In November 2018, McCready finished less than a point behind Republican Mark Harris, but a winner was never certified or seated in Congress because of allegations of fraud by a GOP consultant affiliated with the Harris campaign. (Harris opted against running in the redo election.)
President Donald Trump is scheduled to hold a rally in North Carolina the day before the election and tweeted his support for Bishop the day that rally was announced. But Trump’s job approval rating in the district has deteriorated since last fall. The new poll found 47 percent approved of the job he’s doing compared to 48 percent who disapproved.
In the final Siena College poll for The New York Times last cycle, conducted Oct. 26-30, Trump’s job rating in the district was 52 percent approve/41 percent disapprove. He carried the district by 11 points in 2016.
Because Republicans are trying rally base voters by elevating New York Rep. Alexandria Ocasio-Cortez as the new face of the Democratic Party, the poll tested her standing in the district. She had a 20 percent favorable and 46 percent unfavorable rating. In comparison, Speaker Nancy Pelosi had a 32 percent favorable and 47 percent unfavorable rating, and Vice President Joe Biden was at 40 percent favorable and 35 percent unfavorable.
The poll is the result of a collaboration for Inside Elections between a Republican polling firm, Harper Polling, and a Democratic polling firm, Clarity Campaign Labs. Field work was divided between the two firms and survey design and methodological decisions were made jointly. The sample size for the survey was 551 likely special election voters.

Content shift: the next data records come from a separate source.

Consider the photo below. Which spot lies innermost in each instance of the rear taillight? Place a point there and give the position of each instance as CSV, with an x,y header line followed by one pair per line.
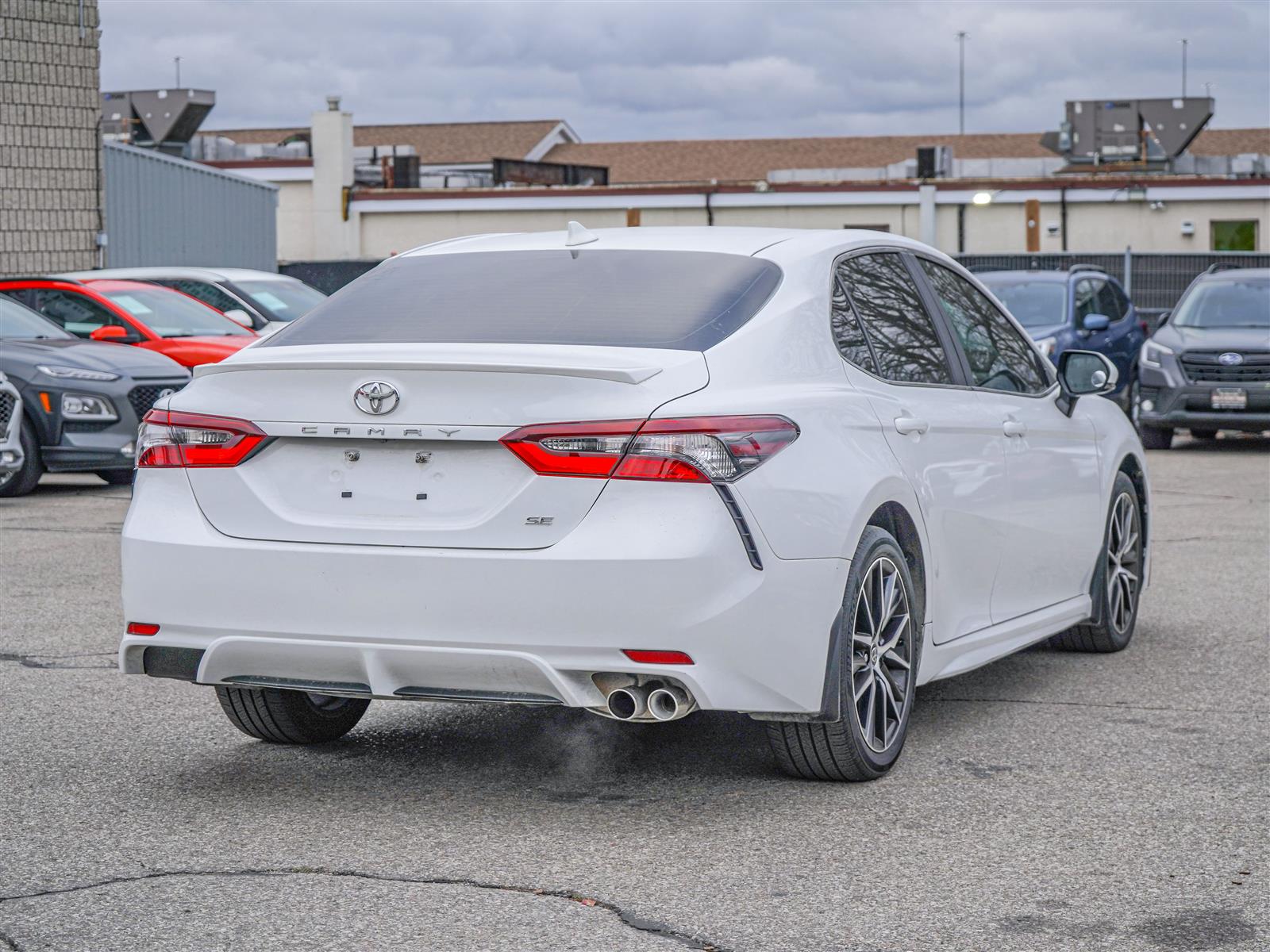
x,y
179,440
692,450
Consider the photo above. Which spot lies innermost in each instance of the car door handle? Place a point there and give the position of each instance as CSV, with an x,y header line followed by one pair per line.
x,y
911,424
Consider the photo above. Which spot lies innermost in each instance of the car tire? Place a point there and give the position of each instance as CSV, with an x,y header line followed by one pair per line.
x,y
19,484
117,478
290,716
1122,560
854,748
1156,438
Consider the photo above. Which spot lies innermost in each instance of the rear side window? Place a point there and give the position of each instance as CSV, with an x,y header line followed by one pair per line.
x,y
1085,300
206,292
848,333
677,300
895,323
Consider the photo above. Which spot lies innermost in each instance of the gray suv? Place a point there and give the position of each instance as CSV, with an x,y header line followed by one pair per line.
x,y
82,400
1208,366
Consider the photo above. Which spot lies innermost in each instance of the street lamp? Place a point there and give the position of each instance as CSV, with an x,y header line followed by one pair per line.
x,y
960,89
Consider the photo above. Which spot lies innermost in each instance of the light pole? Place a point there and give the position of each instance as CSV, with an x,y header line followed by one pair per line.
x,y
960,93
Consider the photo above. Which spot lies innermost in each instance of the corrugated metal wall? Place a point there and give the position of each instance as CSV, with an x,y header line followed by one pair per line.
x,y
169,211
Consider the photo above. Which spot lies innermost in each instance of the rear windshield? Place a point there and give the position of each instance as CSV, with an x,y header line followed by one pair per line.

Responses were gathered via mobile telephone interviews conducted by live callers at a professional call center, and landline interviews conducted using Interactive Voice Response.
There’s still more than a week of television ads and campaigning to play out before the final votes are cast. And with Bishop and McCready polling so close to each other and the uncertainty of special election turnout, neither candidate has the clear advantage. With that in mind, Inside Elections is maintaining its Toss-up rating of the race.
Special election results are not always predictors of upcoming general elections, but a McCready win would still be significant, increasing to 20 the number of seats Republicans need to gain to win back the House next year. A Bishop victory would leave the net gain target at 19 seats.
If McCready wins, Republicans will point out that he isn’t easily tied to Washington and does not have votes in Congress to defend, unlike the dozens of targeted Democratic freshmen. And McCready enjoyed a larger financial advantage than most vulnerable incumbents will have in 2020.
Democrats, on the other hand, will point out that Republicans spent $4.5 million in party money in an effort to keep a seat that Trump carried by more than 10 points — even if McCready narrowly loses.